Attacked by the Nazis
With the rise of National Socialism, Bayern were hit hard by the Nazi policy of 're-amateurising' German football, which had been moving towards professionalism in the preceding period. Bayern were one of the driving forces behind the development, but the Nazis condemned professional football as "a Jewish plot".
"For years now, this poison has been disseminated among the people with typical Jewish sleight of hand,“ one Guido von Mengden wrote in the NS-Sport journal. The Nazi authorities branded Bayern a "Jewish club“, even though only a small proportion of the membership hailed from a Jewish background.
33 days in Dachau
In the changed political circumstances, Landauer felt obliged to resign on 22 March 1933. Shortly afterwards, he was forced out of his job as a department head with publisher Knorr & Hirth, finding menial employment elsewhere with the Jewish-owned Rosa Klauber laundry firm.
On the day after Kristallnacht, Landauer was arrested and sent to a concentration camp. He was registered at Dachau as prisoner number 20009. However, because he fought in the First World War, he was released 33 days later. Landauer emigrated to Switzerland on 15 March 1939. His siblings Dr. Paul Gabriel, Franz and Leo were murdered by the Nazis.
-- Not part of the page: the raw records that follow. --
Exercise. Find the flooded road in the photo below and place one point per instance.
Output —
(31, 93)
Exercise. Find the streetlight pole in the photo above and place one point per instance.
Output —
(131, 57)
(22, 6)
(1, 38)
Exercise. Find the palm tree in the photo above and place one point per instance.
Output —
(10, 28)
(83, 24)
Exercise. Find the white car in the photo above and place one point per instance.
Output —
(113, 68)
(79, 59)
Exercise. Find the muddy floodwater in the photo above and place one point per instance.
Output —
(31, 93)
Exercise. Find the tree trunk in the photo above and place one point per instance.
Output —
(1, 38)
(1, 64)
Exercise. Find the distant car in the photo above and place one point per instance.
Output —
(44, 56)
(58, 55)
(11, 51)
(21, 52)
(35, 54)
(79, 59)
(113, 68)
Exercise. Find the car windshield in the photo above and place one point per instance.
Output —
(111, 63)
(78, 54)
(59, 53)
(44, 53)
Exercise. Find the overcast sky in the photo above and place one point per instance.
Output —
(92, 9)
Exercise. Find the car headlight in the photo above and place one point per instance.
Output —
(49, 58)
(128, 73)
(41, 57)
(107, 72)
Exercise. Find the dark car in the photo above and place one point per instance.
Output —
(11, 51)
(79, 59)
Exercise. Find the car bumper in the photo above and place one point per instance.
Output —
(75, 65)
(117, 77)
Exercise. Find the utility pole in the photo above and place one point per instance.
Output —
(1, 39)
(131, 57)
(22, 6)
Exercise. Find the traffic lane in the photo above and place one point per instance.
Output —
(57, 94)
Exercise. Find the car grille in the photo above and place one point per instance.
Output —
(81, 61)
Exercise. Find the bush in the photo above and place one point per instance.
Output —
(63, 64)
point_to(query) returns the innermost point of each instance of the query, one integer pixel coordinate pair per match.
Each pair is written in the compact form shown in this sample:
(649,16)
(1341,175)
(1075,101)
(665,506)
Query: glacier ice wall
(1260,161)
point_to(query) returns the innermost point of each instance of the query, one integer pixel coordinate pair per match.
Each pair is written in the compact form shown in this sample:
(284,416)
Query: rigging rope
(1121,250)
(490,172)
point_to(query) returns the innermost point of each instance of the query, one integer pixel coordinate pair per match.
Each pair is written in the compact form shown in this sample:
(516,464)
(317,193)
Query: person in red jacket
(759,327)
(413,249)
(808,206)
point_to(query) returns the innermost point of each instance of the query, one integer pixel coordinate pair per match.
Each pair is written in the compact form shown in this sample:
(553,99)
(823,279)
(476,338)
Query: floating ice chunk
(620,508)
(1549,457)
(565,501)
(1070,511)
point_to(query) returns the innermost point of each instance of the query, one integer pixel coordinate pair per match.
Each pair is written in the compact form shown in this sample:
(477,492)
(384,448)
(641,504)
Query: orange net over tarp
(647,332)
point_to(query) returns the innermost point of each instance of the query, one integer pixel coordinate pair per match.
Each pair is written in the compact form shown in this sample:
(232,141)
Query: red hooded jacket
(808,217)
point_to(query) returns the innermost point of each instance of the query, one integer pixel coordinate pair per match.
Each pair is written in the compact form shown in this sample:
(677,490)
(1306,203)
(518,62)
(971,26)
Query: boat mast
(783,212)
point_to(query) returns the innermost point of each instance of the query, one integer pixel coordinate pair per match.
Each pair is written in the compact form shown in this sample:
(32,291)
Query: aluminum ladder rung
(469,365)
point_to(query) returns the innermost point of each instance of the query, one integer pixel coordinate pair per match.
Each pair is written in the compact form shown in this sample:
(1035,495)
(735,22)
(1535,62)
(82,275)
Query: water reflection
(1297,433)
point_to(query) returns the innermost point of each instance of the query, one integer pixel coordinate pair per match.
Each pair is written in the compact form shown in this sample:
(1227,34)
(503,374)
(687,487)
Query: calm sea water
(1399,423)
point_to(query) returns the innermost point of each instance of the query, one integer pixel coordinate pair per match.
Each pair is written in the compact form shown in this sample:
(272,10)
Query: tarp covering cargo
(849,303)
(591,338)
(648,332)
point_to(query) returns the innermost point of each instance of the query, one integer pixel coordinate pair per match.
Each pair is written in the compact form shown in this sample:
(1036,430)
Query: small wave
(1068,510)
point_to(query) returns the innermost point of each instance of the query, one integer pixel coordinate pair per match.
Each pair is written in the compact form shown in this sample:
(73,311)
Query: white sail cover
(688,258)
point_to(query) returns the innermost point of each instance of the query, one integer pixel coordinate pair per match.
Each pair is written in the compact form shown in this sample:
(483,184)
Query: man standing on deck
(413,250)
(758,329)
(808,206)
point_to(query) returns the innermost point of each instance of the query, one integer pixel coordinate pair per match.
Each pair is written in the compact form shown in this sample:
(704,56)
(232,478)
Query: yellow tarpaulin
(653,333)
A sister Gabriele was deported and remains officially listed as missing.
All for Bayern
Apart from Kurt Landauer, a further sister by the name of Henny was the only family member to survive the Holocaust. Henny Landauer and her lawyer husband Julius Siegel had fled to Palestine in 1934. Their son Uri Siegel, born in 1922, returned to Munich in the mid-1950s. Kurt Landauer's nephew is the last surviving member of the Landauer clan.
In June 1947, Kurt Landauer moved back to Munich. "For my uncle, there was only ever FC Bayern,“ Uri Siegel recalls. An item in Sport-Magazin announced: "Kurt Landauer, south German football pioneer, has returned from exile.“ Landauer was re-elected to the Bayern presidency in the same year, handing FCB a trump card in negotiations with the Allies and the new civic administration.
President until 1951
"Remaining faithful to the tradition of our club, we will continue to help and support your efforts,“ Landauer wrote to the occupying forces in a letter dated 20 April 1947. Just a week after the Nazis surrendered, the club had reminded new mayor Karl Scharnagl, himself a former concentration camp inmate, that "as a 'Jewish club', which refused to have a national socialist club leadership imposed upon us, we have been repressed by every possible means.“
Landauer's final term of office as Bayern President ended in 1951. Ten years later, on 21 December 1961, Landauer passed away in Munich at the age of 77.